The U.S. dollar is firm against most of the major currencies, with the main exception being the Japanese yen, where the greenback has extended its recent losses to trade below JPY97.00 for the first time since late June. The U.S. dollar had already fallen more than 2% from the pre-weekend high near JPY100, but sharp equity losses saw the dollar's losses extended.
The Nikkei fell 4%, the most in 2-months. Poor earnings and guidance weighed on share prices and there was heightened concern about the Fuskushima continuing to leak contaminated water. The BOJ two-day meeting ends tomorrow and although the BOJ is not expected to take fresh actions, it is likely to provide some forward guidance of its own and indicate that it is prepared to do if necessary to achieve its objectives.
It is the Bank of England's forward guidance today that shook trading in the London morning. The BOE effectively signaled rates will be low for longer. It linked its interest rate policy to the ILO unemployment rate. It said it will review its stance when the unemployment rate reaches 7%, suggesting, like the Fed, a threshold rather than a trigger. And it says that it does not see this threshold being hit until at least Q3 2016. It is also, of course, conditioned by financial stability and the medium term inflation outlook. The BOE left the door open to resuming gilt purchases, if needed.
Given expectations and the recent data, Bank of England Governor Carney had to thread a needle. He had to be both dovish and optimistic. The BOE's inflation forecast was trimmed, with CPI expect4d to peak in Q4 13 near 2.9% rather than 3.1% forecast in May and is expected to fall below 2% by Q3 2015. It forecasts 0.6% growth this year and 2.6% over the next 2-years, up from 2.2% in May.

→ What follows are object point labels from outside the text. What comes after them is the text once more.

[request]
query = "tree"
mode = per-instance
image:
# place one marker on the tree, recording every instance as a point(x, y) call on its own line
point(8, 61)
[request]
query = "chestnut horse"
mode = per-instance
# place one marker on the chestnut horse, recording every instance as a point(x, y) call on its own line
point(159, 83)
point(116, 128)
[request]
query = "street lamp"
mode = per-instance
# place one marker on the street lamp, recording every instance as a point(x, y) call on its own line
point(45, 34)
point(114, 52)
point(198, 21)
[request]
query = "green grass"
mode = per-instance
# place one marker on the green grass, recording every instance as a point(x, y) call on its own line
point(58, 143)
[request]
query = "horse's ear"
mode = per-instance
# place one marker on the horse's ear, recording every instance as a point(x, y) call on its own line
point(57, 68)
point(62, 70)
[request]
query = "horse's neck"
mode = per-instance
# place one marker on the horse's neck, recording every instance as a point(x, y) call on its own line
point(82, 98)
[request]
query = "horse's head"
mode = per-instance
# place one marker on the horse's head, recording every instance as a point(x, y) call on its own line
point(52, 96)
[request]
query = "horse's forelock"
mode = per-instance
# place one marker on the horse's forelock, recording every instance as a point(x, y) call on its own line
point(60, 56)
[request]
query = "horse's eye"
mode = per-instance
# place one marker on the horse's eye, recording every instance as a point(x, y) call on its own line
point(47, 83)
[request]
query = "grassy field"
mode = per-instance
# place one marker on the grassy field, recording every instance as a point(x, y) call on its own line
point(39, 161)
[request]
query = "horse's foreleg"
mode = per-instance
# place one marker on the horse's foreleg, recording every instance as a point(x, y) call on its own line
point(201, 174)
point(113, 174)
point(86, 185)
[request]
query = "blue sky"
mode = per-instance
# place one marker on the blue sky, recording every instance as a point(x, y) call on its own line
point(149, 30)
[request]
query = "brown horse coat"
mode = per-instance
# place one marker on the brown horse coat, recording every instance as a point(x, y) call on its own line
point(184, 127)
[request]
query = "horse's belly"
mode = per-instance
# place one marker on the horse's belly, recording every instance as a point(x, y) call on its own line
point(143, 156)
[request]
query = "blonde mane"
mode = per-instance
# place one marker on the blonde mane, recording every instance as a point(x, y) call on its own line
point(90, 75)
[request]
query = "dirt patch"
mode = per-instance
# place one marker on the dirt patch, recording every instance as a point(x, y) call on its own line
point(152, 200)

Short-term interest rates fell, with the short-sterling futures curve implying 4-6 bp lower yields. Longer-term interest rates rose, with the 10-year gilt yield racing 10 bp higher in the initial reaction. Sterling fell about a cent to test $1.52, but quickly recovered fully. The euro spiked to GBP0.8730 from GBP0.8680, but also quickly returned to status quo ante.
Sterling had under-performed in recent days and much of the quarterly inflation report was not surprising, including the 7% unemployment threshold. The time frame of its forward guidance is longer than expected and therein lies the surprise, though it should be mitigated by idea that there is a trade-off between length of forward guidance and credibility.
On balance, we still suspect the U.S. dollar is vulnerable near-term and look for the euro and sterling to trade higher. The dollar tested a retracement objective against the yen near JPY96.75. The next level of support is seen near JPY96, but a return to the mid-June lows near JPY94.00 cannot be ruled out. On the upside, a move above JPY97.50 would help stabilize the tone, but the JPY98.00 area may offer stronger resistance.